What are the broad types of generative AI use cases?

Common generative AI use cases generally fall into four large categories where models can 1. synthesize information, 2. generate content, 3. provide answers or 4. act as an agent. When it acts as an agent, this means generative AI can break down a business problem into its constituent tasks, complete each task, request feedback, change tack, deliver the requested information and then explain what it did and how.

Should we start assessing job tasks that AI agents can do instead of our people?

While automating tasks can make workers more efficient, we don’t see it creating a sustainable competitive advantage because anyone can do it. More advanced strategies will see companies deploy LLMs to rethink how to carry out work differently, for example by supplying predictive information or simulating outcomes that will likely change tasks and processes.

 

What’s the hierarchy of risk when considering generative AI use cases?

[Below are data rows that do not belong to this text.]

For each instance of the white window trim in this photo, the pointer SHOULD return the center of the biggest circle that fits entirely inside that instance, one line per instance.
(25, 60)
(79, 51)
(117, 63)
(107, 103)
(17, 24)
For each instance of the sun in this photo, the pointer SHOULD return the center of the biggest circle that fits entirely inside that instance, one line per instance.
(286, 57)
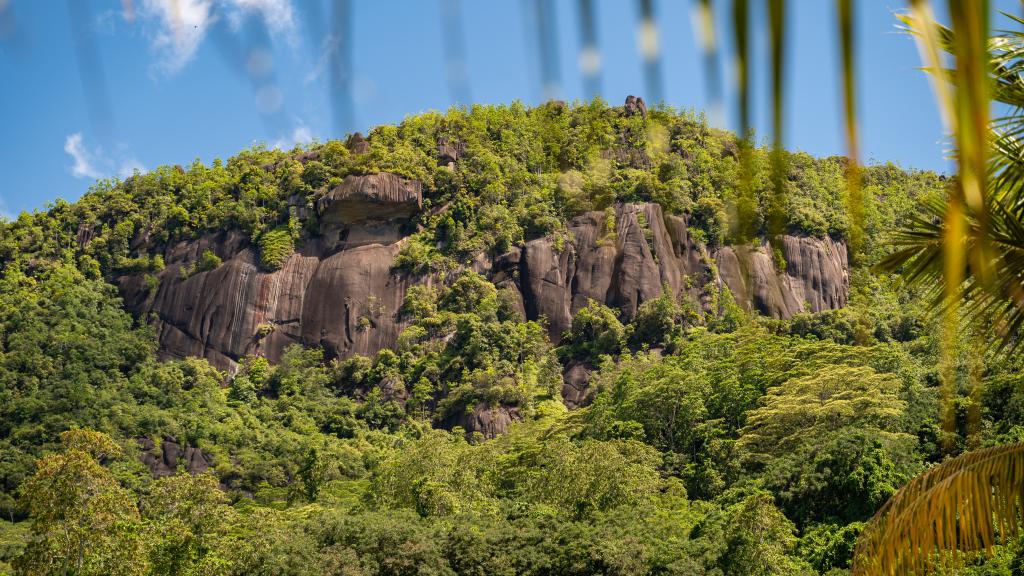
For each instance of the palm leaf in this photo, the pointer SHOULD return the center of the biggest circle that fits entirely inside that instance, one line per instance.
(855, 205)
(966, 504)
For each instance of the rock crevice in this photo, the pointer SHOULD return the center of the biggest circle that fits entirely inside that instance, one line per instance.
(342, 292)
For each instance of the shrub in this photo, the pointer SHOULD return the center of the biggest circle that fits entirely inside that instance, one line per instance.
(274, 247)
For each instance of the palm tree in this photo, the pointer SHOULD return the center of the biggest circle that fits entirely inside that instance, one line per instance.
(967, 251)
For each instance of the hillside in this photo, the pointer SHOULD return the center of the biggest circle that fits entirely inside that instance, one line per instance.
(503, 340)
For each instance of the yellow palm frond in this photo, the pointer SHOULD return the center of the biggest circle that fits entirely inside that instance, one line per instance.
(967, 504)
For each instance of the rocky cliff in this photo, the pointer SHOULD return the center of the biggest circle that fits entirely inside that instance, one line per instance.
(342, 292)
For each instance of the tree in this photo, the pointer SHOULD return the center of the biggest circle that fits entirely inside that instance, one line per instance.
(832, 398)
(83, 523)
(187, 515)
(760, 539)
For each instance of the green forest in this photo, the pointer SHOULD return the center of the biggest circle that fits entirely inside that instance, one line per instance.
(718, 441)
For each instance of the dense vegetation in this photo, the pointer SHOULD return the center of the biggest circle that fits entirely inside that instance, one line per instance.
(716, 444)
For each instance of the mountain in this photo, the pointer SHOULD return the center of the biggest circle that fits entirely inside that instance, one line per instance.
(574, 338)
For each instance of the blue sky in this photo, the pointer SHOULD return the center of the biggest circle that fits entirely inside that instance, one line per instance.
(96, 88)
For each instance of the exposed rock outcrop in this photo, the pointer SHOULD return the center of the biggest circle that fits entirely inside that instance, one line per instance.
(488, 421)
(342, 292)
(165, 459)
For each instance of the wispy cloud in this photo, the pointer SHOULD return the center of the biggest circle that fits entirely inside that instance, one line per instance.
(278, 14)
(300, 134)
(129, 167)
(328, 49)
(4, 213)
(180, 26)
(84, 162)
(94, 163)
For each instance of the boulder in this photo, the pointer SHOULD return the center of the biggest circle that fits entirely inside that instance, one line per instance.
(164, 461)
(488, 421)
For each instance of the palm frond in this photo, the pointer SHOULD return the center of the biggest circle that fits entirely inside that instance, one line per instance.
(966, 504)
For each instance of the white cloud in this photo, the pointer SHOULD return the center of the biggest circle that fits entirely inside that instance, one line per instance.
(95, 163)
(300, 134)
(84, 162)
(182, 25)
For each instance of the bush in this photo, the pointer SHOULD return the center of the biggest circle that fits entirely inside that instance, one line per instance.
(274, 248)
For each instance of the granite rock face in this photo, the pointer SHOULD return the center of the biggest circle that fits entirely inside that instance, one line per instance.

Generally, as the sensitivity of data increases, risk should be evaluated more thoroughly. For example, teams can evaluate models trained on publicly available data differently than those that may use more sensitive information. Similarly, models that augment decisions and keep humans in the loop can be good places to start with lower risk to your organization than those that automate decisions.
 

Can we make AI more trustworthy?

You don’t want to create an AI solution only to have its validity and bias exposed by end users. A trusted AI framework can be used to guide development and enhance transparency throughout a model’s life cycle as part of your overall governance model. One potential use case for generative AI is making traditional AI solutions more trustworthy by making them more explainable and intuitive for more users.
 

How should we organize for using generative AI?
Considering the speed at which generative AI could develop, a coordinated approach is a must. In addition to a responsible leader, representatives from your data science community, engineering, legal, cybersecurity, risk, marketing and other core functions should be charged with aiding the overall approach to balance risk and value.